Multi-stage modeling example diagram
For multi-stage Multi-codebook represents MSMCR, and this paper proposes the corresponding TTS system, namely MSMC-TTS system. The system includes three parts: analysis, synthesis and prediction. In system training, the system first trains the analysis module. The audio in the training set is converted into high-completeness acoustic features (such as the Mel-Spectrogram features used in this work) after signal processing. These acoustic features are used to train the feature analyzer based on MSMC-VQ-VAE. At the end of the training, they are converted into the corresponding MSMCR, and then the acoustic model and neural vocoder are trained. During decoding, the system uses an acoustic model to predict MSMCR from text and then uses a neural vocoder to produce the target audio.
This work proposes a new set of high-performance TTS (MSMC-TTS) modeling methods from the perspective of studying compact speech representation.
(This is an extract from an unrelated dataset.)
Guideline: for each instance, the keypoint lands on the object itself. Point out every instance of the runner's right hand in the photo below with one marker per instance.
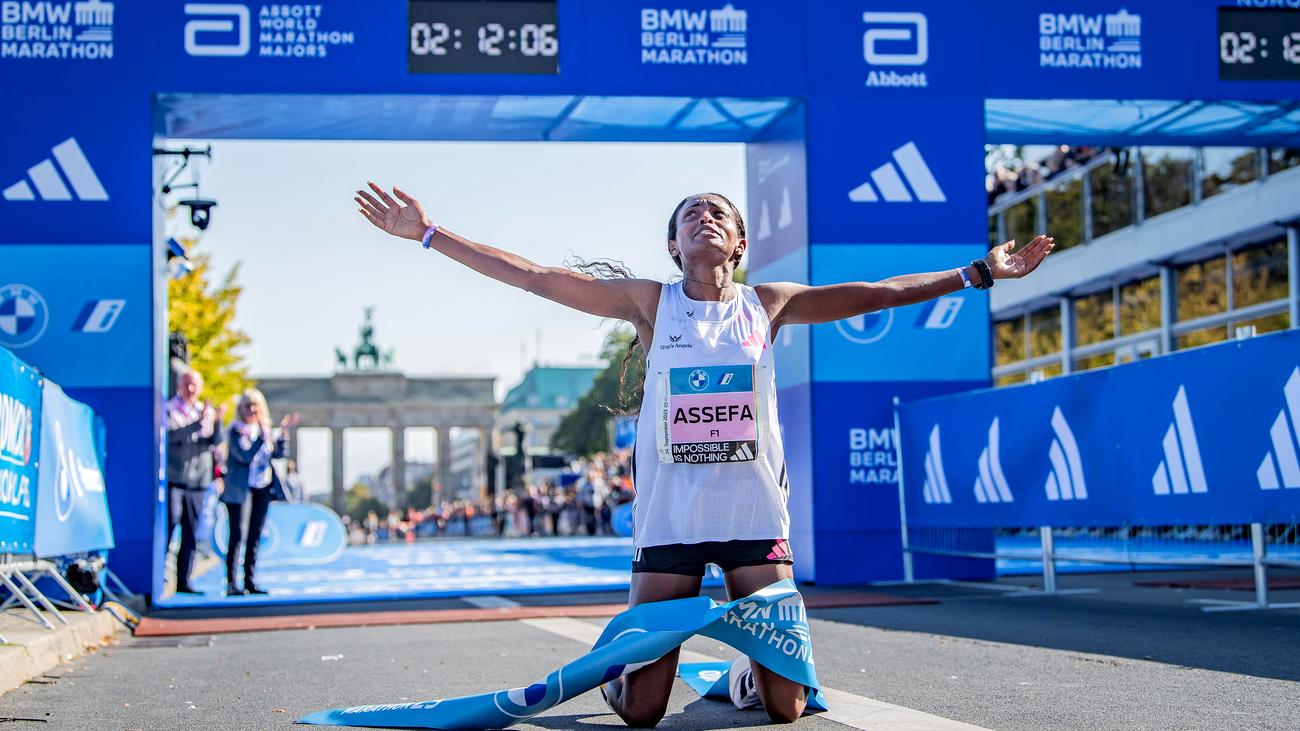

The system extracts multi-stage multi-codebook representations from audio in place of traditional acoustic features. Input text can be converted into this speech representation consisting of multiple sequences with different temporal resolutions by a multi-stage predictor and converted to a target speech signal by a neural vocoder. Experimental results show that compared with the mainstream FastSpeech system based on Mel-Spectrogram, this system exhibits better synthesis quality and lower requirements for modeling complexity.
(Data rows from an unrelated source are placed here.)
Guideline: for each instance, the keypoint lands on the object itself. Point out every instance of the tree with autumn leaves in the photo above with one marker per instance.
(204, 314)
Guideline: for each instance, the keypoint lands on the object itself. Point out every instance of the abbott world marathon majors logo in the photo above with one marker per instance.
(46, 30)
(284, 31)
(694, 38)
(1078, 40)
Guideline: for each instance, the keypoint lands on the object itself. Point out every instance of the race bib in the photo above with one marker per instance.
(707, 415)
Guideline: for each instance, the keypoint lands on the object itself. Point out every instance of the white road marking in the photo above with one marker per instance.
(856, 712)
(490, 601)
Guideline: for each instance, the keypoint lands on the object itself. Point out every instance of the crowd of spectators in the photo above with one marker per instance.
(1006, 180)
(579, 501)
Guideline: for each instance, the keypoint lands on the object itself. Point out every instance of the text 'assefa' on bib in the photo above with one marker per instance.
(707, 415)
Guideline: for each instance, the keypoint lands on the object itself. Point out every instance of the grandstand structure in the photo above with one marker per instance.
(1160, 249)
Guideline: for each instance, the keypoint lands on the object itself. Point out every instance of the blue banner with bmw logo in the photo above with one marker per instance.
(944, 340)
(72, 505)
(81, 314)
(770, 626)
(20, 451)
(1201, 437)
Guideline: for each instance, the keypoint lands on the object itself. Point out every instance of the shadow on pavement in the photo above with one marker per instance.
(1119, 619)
Guo Haohan: Intern in Xiaohongshu Multimedia Intelligent Algorithm Team. He graduated from Northwestern Polytechnical University with a bachelor's degree and studied in the ASLP laboratory under Professor Xie Lei. Currently, he is studying for his Ph.D. in the HCCL Laboratory of the Chinese University of Hong Kong, studying under Professor Meng Meiling. So far, as a first author, six papers have been published at ICASSP, INTERSPEECH, and SLT international speech conferences.
Xie Fenglong: Head of voice technology of Xiaohongshu Multimedia Intelligent Algorithm Team. He has published more than ten papers in speech conferences and journals such as ICASSP, INTERSPEECH, and SPEECHCOM. He has long been a reviewer for major speech conferences such as ICASSP and INTERSPEECH. His main research direction is speech signal processing and modeling.